Create your own instrumentation with the Java Agent Plugin

blog-charts-packages.png

The Elastic APM (application performance monitoring) Java Agent automatically instruments many frameworks and technologies to trace and monitor the performance of applications and track errors. Developers can also add code to instrument their own applications using the OpenTelemetry API (more on that below).

But if you can’t or don’t want to add code, and the technology you want to monitor is not automatically supported, there’s another option: use the Elastic APM Java Agent Plugin API to create your own instrumentation that runs within the Java Agent.

In this article, I’ll step through a straightforward example to show you how easy it is to create your own instrumentation that will run when both the Java Agent and the targeted technology is loaded in your application. The repo holding the example is available to use alongside this article to help you apply the learning technique that works best for you.

[Related article: Regression testing your Java Agent plugin]

Agent basics

If you already know about or use Elastic APM and the Java Agent, skip to the next section. For everyone else, I’ll quickly cover the components of our overall architecture.
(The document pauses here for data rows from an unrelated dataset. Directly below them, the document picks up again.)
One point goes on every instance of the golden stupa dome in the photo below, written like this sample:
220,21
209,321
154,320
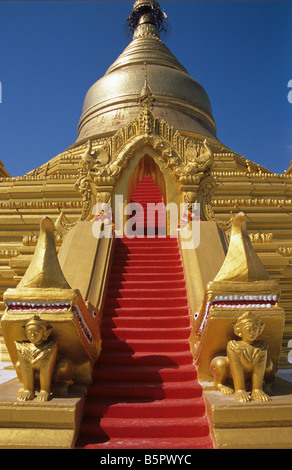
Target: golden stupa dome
113,101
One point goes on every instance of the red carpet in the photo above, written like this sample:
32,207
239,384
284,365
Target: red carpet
145,394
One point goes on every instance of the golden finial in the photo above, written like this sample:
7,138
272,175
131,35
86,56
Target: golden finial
146,97
44,270
242,262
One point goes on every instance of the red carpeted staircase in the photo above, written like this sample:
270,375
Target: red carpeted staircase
145,393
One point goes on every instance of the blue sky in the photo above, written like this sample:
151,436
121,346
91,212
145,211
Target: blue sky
51,52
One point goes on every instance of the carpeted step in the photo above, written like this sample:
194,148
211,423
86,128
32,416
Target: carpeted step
145,393
144,374
167,408
204,442
134,428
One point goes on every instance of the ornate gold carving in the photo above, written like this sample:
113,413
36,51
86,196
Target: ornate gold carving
38,366
246,360
241,284
260,237
73,325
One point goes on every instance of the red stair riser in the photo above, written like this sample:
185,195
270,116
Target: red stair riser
161,428
145,333
145,392
169,409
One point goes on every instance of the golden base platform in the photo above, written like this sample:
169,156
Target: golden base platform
252,425
52,424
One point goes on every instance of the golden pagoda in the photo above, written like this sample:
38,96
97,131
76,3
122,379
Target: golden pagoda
66,253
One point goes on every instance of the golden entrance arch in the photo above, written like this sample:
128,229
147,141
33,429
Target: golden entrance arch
147,167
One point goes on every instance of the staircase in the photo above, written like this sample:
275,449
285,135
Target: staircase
145,394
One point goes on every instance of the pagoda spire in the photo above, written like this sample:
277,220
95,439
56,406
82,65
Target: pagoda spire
147,12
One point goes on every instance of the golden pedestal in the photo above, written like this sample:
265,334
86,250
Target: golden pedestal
252,425
53,424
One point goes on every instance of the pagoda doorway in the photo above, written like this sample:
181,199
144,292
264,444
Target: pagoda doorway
147,198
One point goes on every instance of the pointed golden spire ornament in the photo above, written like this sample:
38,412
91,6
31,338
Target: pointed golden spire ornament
74,324
44,270
242,285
To start, you’ll have a Java application running somewhere within a larger system. By adding in Elastic APM, you’ll have an Elastic APM server installation (probably in the cloud), and your pre-existing Java application will now run with the Java agent attached to it. The Java Agent communicates with Elastic APM. 

If you’d like to get into the details of running your Java application with Elastic APM, this article is a great starting point.
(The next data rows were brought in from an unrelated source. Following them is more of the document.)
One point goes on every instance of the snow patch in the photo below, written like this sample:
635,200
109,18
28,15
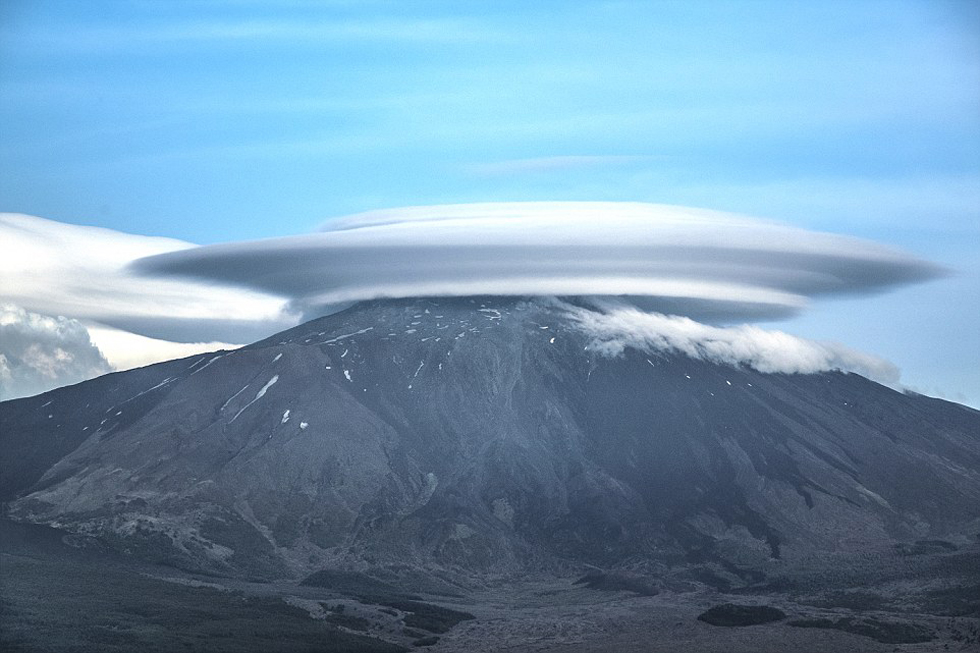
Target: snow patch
258,395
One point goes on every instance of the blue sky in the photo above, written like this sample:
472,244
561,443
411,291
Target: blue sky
234,120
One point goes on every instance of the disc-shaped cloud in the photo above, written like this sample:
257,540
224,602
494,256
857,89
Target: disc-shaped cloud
58,269
693,262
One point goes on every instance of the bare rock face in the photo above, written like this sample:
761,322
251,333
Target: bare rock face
484,436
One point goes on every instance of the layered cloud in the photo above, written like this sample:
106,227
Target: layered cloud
53,268
40,352
696,263
615,326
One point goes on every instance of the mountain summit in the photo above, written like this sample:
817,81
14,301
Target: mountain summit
486,436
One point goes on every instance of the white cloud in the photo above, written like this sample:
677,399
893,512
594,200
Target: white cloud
614,327
125,351
555,163
40,352
692,262
54,268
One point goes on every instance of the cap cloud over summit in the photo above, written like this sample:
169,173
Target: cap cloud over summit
693,262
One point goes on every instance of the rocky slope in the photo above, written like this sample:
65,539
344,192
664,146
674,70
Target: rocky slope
482,436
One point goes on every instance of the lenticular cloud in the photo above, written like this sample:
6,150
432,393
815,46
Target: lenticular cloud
697,263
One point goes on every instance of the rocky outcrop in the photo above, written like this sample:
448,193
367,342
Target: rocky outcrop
484,436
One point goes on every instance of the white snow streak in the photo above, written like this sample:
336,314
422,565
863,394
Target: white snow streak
258,395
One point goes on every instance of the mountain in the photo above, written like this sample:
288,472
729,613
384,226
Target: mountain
483,437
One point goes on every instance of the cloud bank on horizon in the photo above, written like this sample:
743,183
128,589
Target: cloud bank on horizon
71,310
651,270
39,352
697,263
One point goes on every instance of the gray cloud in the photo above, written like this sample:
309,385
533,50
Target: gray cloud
706,264
615,326
39,352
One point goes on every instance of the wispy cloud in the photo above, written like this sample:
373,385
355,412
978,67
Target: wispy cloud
81,272
546,164
615,327
41,352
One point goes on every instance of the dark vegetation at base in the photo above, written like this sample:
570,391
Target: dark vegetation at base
348,621
353,582
886,632
619,582
433,618
732,614
56,599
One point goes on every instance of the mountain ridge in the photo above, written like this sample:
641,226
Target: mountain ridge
482,435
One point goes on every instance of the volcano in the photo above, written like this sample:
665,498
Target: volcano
488,438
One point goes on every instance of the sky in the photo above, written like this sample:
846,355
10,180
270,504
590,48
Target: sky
230,121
Our example Java application

For this walkthrough, we need an example application to instrument. I'll use a simple custom webserver, chosen because it is a simple but non-trivial application, so that we have something simple but realistic to instrument. The webserver is deliberately very simple so it’s easy to understand (though that leaves it quite limited). You can run it with:

  var server = new ExampleBasicHttpServer();
    new Thread(() -> {
        try {
            server.start();
        } catch (IOException e) {
            e.printStackTrace();
        }
    }).start();
    server.blockUntilReady();
    System.out.println("WebServer started on port "+server.getLocalPort());
    System.out.println("Check at http://localhost:"+server.getLocalPort());

The Elastic APM Java Agent automatically instruments the webserver included with the JDK. We have an equivalent (though more fully featured) webserver in the repo using that, so you can do a direct like-for-like comparison of all aspects of the plugin (implementation, outputs).

[Related article: Monitoring Elastic Enterprise Search performance using Elastic APM]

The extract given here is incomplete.